Brussels and Ottawa on Friday filed legal challenges at the World Trade Organization against Washington’s decision. The EU, Canada and Mexico also threatened stiff retaliatory tariffs as they pushed back against Trump’s moves.
Canadian Prime Minister Justin Trudeau said Friday he was dumbfounded by Washington’s national security basis for the tariffs, given that US and Canadian troops had fought together in World War II, Afghanistan and elsewhere.
“This is insulting to them,” he told NBC News.

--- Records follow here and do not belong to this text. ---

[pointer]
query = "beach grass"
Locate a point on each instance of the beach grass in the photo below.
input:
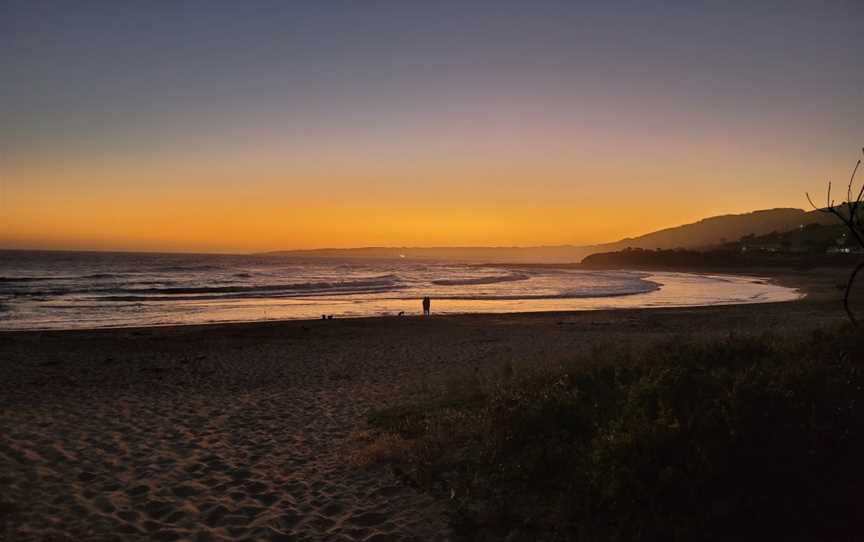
(739, 437)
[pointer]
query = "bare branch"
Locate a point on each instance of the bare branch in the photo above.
(849, 290)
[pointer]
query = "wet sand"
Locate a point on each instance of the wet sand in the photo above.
(248, 431)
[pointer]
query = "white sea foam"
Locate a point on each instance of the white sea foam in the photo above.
(81, 290)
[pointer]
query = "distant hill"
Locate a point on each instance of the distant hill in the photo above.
(708, 232)
(719, 230)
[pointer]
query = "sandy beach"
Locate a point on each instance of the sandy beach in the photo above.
(249, 431)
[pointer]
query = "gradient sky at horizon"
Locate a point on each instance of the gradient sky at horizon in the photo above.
(246, 126)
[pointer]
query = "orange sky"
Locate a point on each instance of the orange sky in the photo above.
(239, 129)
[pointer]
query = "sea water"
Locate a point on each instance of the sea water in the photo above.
(75, 290)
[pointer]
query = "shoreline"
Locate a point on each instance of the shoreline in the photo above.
(252, 430)
(787, 279)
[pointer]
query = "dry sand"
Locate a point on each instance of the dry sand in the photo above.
(247, 431)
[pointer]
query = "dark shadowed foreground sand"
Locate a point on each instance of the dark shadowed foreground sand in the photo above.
(250, 431)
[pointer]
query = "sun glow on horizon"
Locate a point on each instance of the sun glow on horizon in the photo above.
(307, 128)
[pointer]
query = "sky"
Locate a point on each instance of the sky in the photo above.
(218, 126)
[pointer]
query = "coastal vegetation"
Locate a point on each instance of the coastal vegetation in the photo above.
(744, 436)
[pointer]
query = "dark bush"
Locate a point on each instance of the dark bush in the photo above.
(746, 437)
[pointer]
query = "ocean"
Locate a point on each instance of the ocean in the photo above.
(85, 290)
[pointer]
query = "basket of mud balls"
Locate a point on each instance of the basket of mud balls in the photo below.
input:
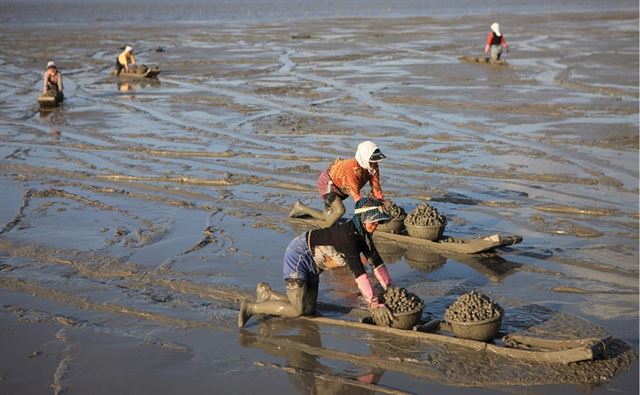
(405, 306)
(474, 316)
(425, 223)
(397, 214)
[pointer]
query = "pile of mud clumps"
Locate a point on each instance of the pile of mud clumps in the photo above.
(425, 215)
(471, 307)
(394, 210)
(399, 300)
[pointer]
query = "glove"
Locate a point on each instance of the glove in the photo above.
(381, 314)
(382, 274)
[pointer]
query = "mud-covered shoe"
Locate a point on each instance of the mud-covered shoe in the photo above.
(243, 314)
(297, 210)
(263, 290)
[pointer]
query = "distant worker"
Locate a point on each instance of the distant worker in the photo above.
(52, 84)
(344, 178)
(124, 59)
(496, 42)
(349, 244)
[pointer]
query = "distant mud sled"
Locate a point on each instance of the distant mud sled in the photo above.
(140, 71)
(483, 60)
(48, 101)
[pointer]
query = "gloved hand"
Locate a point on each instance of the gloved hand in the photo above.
(381, 314)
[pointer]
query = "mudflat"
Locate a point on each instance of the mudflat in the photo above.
(135, 216)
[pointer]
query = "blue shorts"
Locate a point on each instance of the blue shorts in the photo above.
(298, 262)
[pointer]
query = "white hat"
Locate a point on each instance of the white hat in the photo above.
(496, 29)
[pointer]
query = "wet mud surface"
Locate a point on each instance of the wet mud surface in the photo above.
(133, 220)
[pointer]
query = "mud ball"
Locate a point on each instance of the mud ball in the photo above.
(471, 307)
(425, 215)
(394, 210)
(399, 300)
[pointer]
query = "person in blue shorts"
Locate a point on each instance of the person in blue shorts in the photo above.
(308, 255)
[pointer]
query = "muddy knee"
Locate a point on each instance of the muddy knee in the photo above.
(310, 299)
(296, 291)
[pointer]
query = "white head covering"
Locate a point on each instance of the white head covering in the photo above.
(363, 154)
(495, 27)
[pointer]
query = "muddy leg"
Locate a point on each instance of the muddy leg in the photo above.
(291, 308)
(310, 299)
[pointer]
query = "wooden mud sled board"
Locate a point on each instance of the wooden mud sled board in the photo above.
(515, 346)
(445, 244)
(483, 60)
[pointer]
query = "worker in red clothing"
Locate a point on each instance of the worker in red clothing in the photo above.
(495, 42)
(344, 178)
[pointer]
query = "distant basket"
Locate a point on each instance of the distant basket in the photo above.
(393, 226)
(426, 232)
(477, 330)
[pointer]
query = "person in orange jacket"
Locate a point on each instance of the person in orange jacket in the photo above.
(344, 178)
(495, 42)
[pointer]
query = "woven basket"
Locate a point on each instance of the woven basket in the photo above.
(425, 232)
(477, 330)
(394, 226)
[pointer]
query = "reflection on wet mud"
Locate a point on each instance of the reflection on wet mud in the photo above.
(301, 345)
(304, 369)
(423, 259)
(126, 86)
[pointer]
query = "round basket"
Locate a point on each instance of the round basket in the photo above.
(407, 320)
(424, 260)
(425, 231)
(477, 330)
(394, 226)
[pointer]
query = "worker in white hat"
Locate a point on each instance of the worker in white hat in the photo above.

British Prime Minister Theresa May said she was “deeply disappointed” and reiterated a call for Britain and the EU to be “permanently exempted” from the “unjustified” metals tariffs.
At the Group of Seven ministerial meeting in Canada, US Treasury Secretary Steven Mnuchin faced stern reactions from his counterparts, who accused Trump of jeopardizing the world economy with steps that would prove job killers for all concerned. “The French, British and Germans held firm,” French Finance Minister Bruno Le Maire told reporters.
“Everyone expressed their complete incomprehension of the American decisions and everyone said it was up to the Americans to take the next step since they were the ones who imposed the tariffs.”
Le Maire had earlier Friday referred to the talks as a “G6 plus one,” with the United States standing apart, adopting a joke circulating among attendees at the weekend.
Talk of trade did not completely drown out the meeting’s agenda, which included tax evasion and crypto- currencies, but the meeting’s chair, Canada’s Finance Minister Bill Morneau, allowed participants to register grievances with Mnuchin one at a time, according to a Canadian source.
German Finance Minister Olaf Scholz told reporters he had let Mnuchin know the tariffs were “unacceptable.”
The US imposed the tariffs in March, but gave Canada and the EU -- the biggest sources of foreign aluminum and steel for the US -- a grace period that ended at midnight Thursday.